Heat did not like where this was going, someone getting convicted through gossip, and moved to cut it off. “I think we’re good for now.”
Ochoa wasn’t through. “Hey, if you’re saying I was distracted from my job by something, say so.”
Hinesburg smiled. “Did I say that?”
Nikki interrupted more concretely. “Let’s move on here. I want to talk about Cassidy Towne’s trash,” she said.
Raley was about to speak, but Rook interrupted. “You know, that would have been a much better name for her column. Too late now.” He felt their cool stares. “Or maybe too soon.” Rook backpedaled his rolling chair to his desk.
“Anyway,” said Raley, putting some hair on it, “CSU is working the scene now. Doesn’t look like they’ll get much. As for the trash itself, it’s weird. Only household waste. Coffee grounds, food scraps, cereal boxes, what have you.”
“No office materials,” continued his partner. “We were especially looking for anything like notes, papers, clippings—nada.”
“Maybe she did everything on computer,” said Detective Hinesburg.

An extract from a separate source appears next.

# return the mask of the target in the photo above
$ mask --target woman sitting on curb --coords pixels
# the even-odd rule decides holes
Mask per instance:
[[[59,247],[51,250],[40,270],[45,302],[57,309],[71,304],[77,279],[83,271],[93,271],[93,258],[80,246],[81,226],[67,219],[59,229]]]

Heat shook her head. “Rook said she didn’t use one. And besides, everybody who uses a computer still prints something. Especially a writer, am I right?”
Since she was addressing him, Rook rolled over to rejoin the circle. “I always print safety copies as I go along just in case my laptop crashes. And also to proof. But like Detective Heat said, Cassidy Towne didn’t use a computer. Part of her control thing. Too paranoid about having digital pages scanned, stolen, or forwarded. So she typed everything on that dinosaur IBM Selectric and had her assistant run the copy to the Ledger for filing.”
“So we still have the mystery of the missing office papers. Her hard copies.” She opened a marker and circled that posting on the board.
Raley said, “It sure looks to me like somebody wanted to get their hands on whatever she was working on.”